The speech focused upon the structural nature of discrimination and the fact that social attitudes–about the proper role of women, to take just one example–shape systems that operate to perpetuate rules and actions based on those assumptions even after majorities of citizens no longer hold them.

As important as it is to examine and address these discriminatory structures, it was the President’s other point that really struck me.

He reminded the audience that Martin Luther King Jr.’s famous dream was not just of an America without segregation, but of a world in which people would be judged by the content of their character, without prejudice or bigotry. “In the same way, people should not be judged by their last name, or their religious faith, but by their content of their character and how they behave. Are they good citizens? Are they good people?”

As I tell my students, one of America’s most striking departures from prior systems of government was this focus on behavior rather than identity. The rights of citizens were not to depend upon caste, religion, ethnic identity, or the other categories that determined  civic status in the old world; the new American philosophy (if not always the reality) held that citizens should be judged and treated as individuals, on the basis of their behavior, and not as members of favored or disfavored groups.

We have not always lived up to that standard, but the trajectory of American jurisprudence has been in that direction.

Ours is a view of citizenship and equality that is still rejected by many countries around the world–not to mention a distressing number of citizens here at home.
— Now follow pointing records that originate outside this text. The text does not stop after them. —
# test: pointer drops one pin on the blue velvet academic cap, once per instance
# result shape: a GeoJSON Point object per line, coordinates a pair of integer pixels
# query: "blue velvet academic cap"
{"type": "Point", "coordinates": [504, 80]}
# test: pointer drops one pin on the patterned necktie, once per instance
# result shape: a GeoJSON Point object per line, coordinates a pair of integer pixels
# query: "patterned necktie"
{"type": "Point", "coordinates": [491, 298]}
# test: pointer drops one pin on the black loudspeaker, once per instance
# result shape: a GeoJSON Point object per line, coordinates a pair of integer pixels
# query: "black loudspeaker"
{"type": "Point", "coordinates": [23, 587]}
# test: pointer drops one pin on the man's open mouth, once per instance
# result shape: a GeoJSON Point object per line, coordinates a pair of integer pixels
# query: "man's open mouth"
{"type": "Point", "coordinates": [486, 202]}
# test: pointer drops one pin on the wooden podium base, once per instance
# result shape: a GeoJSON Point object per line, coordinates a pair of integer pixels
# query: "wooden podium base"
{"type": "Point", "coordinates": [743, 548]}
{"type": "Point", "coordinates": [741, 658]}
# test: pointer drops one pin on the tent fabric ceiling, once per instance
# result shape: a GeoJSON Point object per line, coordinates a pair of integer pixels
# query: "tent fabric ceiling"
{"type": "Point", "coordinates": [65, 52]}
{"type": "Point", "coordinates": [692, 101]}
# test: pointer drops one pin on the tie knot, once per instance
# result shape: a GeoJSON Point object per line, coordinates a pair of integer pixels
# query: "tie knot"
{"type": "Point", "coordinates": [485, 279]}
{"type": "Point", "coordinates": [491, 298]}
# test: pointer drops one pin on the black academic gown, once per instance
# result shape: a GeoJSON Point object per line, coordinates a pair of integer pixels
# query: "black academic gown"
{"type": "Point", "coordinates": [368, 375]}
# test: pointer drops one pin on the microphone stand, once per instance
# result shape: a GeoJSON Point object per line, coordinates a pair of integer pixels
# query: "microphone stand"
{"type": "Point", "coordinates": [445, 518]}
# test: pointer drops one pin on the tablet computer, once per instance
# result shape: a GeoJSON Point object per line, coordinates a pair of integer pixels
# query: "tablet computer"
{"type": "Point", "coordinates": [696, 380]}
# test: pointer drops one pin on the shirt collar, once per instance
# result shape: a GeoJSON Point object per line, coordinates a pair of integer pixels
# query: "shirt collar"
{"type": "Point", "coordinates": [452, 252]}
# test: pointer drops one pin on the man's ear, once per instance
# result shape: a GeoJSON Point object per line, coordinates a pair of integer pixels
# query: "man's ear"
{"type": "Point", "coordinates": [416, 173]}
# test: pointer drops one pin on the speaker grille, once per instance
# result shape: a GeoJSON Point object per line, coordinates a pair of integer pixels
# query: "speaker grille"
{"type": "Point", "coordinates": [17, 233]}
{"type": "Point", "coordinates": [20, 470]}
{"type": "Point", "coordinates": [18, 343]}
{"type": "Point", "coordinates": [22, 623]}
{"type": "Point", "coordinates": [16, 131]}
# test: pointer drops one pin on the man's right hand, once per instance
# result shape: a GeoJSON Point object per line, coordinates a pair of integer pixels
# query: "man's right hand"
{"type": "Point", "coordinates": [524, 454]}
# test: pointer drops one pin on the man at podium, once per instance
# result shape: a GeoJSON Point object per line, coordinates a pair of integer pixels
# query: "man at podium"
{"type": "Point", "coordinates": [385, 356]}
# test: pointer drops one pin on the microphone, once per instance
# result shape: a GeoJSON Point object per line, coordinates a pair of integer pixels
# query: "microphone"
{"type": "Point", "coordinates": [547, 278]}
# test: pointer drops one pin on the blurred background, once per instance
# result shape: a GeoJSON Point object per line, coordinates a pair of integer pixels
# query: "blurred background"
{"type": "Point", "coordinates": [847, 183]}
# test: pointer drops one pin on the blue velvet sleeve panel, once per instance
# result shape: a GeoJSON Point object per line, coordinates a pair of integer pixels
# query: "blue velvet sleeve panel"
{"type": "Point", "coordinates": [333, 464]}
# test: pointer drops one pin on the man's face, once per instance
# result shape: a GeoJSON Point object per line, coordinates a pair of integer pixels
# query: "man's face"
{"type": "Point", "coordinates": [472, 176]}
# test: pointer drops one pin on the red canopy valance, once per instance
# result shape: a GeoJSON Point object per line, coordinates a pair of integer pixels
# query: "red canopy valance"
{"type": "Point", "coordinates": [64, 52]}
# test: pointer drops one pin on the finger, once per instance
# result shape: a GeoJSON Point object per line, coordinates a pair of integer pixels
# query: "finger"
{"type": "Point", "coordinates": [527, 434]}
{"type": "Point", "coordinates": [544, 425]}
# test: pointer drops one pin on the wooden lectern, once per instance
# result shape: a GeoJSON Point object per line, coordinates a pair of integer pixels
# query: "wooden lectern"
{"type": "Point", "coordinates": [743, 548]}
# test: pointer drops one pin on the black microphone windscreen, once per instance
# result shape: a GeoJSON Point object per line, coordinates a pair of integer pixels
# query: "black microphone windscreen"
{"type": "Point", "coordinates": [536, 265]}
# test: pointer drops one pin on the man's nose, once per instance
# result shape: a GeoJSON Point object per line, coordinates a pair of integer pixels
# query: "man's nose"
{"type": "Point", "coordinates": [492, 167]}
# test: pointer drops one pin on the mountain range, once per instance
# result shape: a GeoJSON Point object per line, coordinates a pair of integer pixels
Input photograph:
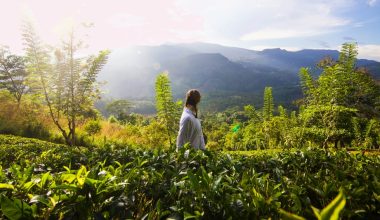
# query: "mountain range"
{"type": "Point", "coordinates": [226, 76]}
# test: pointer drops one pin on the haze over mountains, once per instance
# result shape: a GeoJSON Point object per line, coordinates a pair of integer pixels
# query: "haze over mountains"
{"type": "Point", "coordinates": [226, 76]}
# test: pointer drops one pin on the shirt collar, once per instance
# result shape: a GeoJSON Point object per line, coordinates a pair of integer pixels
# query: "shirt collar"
{"type": "Point", "coordinates": [189, 111]}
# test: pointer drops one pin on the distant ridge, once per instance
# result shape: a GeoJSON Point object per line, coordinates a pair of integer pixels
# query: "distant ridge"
{"type": "Point", "coordinates": [221, 73]}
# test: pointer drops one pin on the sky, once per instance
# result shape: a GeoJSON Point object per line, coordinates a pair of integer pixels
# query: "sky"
{"type": "Point", "coordinates": [251, 24]}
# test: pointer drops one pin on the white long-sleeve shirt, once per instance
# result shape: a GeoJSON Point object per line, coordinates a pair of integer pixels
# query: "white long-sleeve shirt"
{"type": "Point", "coordinates": [190, 130]}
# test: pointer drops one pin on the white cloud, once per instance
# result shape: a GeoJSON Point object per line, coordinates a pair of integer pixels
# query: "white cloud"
{"type": "Point", "coordinates": [263, 47]}
{"type": "Point", "coordinates": [371, 2]}
{"type": "Point", "coordinates": [269, 19]}
{"type": "Point", "coordinates": [124, 20]}
{"type": "Point", "coordinates": [369, 51]}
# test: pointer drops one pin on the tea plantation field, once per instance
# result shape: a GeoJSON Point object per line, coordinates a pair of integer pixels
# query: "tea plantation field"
{"type": "Point", "coordinates": [42, 180]}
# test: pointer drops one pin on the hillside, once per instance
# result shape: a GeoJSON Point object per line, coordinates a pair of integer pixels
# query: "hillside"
{"type": "Point", "coordinates": [226, 76]}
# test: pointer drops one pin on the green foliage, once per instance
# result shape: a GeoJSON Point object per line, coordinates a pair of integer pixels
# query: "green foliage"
{"type": "Point", "coordinates": [268, 104]}
{"type": "Point", "coordinates": [93, 127]}
{"type": "Point", "coordinates": [56, 181]}
{"type": "Point", "coordinates": [68, 84]}
{"type": "Point", "coordinates": [338, 103]}
{"type": "Point", "coordinates": [167, 109]}
{"type": "Point", "coordinates": [13, 74]}
{"type": "Point", "coordinates": [119, 108]}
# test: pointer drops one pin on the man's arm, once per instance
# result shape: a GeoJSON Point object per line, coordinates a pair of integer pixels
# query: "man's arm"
{"type": "Point", "coordinates": [184, 132]}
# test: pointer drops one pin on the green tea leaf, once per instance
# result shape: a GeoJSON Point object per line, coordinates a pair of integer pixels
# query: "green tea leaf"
{"type": "Point", "coordinates": [289, 216]}
{"type": "Point", "coordinates": [15, 209]}
{"type": "Point", "coordinates": [332, 210]}
{"type": "Point", "coordinates": [6, 186]}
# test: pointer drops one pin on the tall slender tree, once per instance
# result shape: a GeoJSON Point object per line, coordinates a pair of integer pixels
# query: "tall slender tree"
{"type": "Point", "coordinates": [13, 74]}
{"type": "Point", "coordinates": [167, 109]}
{"type": "Point", "coordinates": [268, 104]}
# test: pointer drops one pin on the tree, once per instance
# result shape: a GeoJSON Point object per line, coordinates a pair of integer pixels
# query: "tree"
{"type": "Point", "coordinates": [67, 81]}
{"type": "Point", "coordinates": [268, 104]}
{"type": "Point", "coordinates": [13, 74]}
{"type": "Point", "coordinates": [167, 109]}
{"type": "Point", "coordinates": [340, 93]}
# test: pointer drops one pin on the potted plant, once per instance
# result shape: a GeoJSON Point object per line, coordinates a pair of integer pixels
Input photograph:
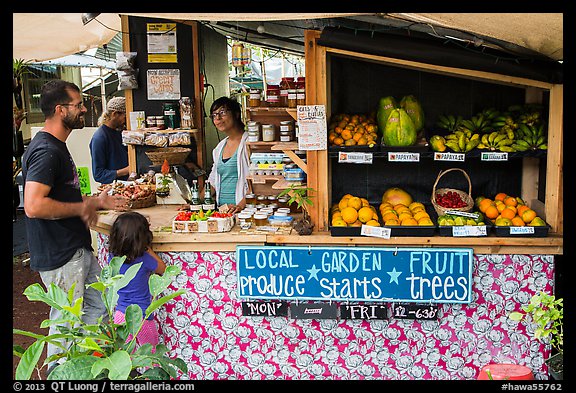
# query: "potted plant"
{"type": "Point", "coordinates": [101, 350]}
{"type": "Point", "coordinates": [300, 196]}
{"type": "Point", "coordinates": [547, 313]}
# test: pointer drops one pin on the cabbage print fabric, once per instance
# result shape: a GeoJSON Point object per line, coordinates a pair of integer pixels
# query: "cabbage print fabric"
{"type": "Point", "coordinates": [205, 328]}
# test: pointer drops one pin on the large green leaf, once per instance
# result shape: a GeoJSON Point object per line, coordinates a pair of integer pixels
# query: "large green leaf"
{"type": "Point", "coordinates": [133, 318]}
{"type": "Point", "coordinates": [29, 360]}
{"type": "Point", "coordinates": [118, 365]}
{"type": "Point", "coordinates": [75, 369]}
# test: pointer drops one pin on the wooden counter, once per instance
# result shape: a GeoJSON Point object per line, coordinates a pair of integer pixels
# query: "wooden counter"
{"type": "Point", "coordinates": [164, 240]}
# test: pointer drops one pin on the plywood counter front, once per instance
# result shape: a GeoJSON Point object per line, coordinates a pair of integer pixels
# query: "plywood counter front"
{"type": "Point", "coordinates": [161, 217]}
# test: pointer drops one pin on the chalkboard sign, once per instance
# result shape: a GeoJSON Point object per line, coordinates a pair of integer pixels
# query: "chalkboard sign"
{"type": "Point", "coordinates": [415, 311]}
{"type": "Point", "coordinates": [417, 275]}
{"type": "Point", "coordinates": [363, 311]}
{"type": "Point", "coordinates": [265, 309]}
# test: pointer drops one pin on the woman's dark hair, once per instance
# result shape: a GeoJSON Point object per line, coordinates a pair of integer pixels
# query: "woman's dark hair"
{"type": "Point", "coordinates": [130, 235]}
{"type": "Point", "coordinates": [231, 105]}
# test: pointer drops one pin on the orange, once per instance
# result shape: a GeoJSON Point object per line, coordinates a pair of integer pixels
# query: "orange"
{"type": "Point", "coordinates": [484, 203]}
{"type": "Point", "coordinates": [365, 214]}
{"type": "Point", "coordinates": [392, 222]}
{"type": "Point", "coordinates": [517, 221]}
{"type": "Point", "coordinates": [409, 222]}
{"type": "Point", "coordinates": [508, 213]}
{"type": "Point", "coordinates": [349, 214]}
{"type": "Point", "coordinates": [528, 215]}
{"type": "Point", "coordinates": [500, 196]}
{"type": "Point", "coordinates": [522, 209]}
{"type": "Point", "coordinates": [491, 212]}
{"type": "Point", "coordinates": [510, 201]}
{"type": "Point", "coordinates": [391, 215]}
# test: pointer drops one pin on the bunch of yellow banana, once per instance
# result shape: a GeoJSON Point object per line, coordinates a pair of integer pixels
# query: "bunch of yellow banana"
{"type": "Point", "coordinates": [462, 141]}
{"type": "Point", "coordinates": [497, 141]}
{"type": "Point", "coordinates": [530, 138]}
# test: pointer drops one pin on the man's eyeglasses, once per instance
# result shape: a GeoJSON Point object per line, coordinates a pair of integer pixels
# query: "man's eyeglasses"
{"type": "Point", "coordinates": [79, 105]}
{"type": "Point", "coordinates": [221, 113]}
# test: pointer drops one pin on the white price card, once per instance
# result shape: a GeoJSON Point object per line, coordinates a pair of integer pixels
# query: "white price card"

As the President forcefully pointed out, however, basing rights on who people are rather than how they behave isn’t just morally wrong; it inflicts real damage on a society.

“When we start making distinctions solely based on status and not what people do, then we’re taking the wrong path and we inevitably suffer in the end.”

This emphasis on government’s obligation to treat people based upon their actions–not their wealth, not their religion, skin color, sexual orientation or gender– is at the core of what it means to be an American.

That principle–not our wealth or military power–is what is “exceptional” about America.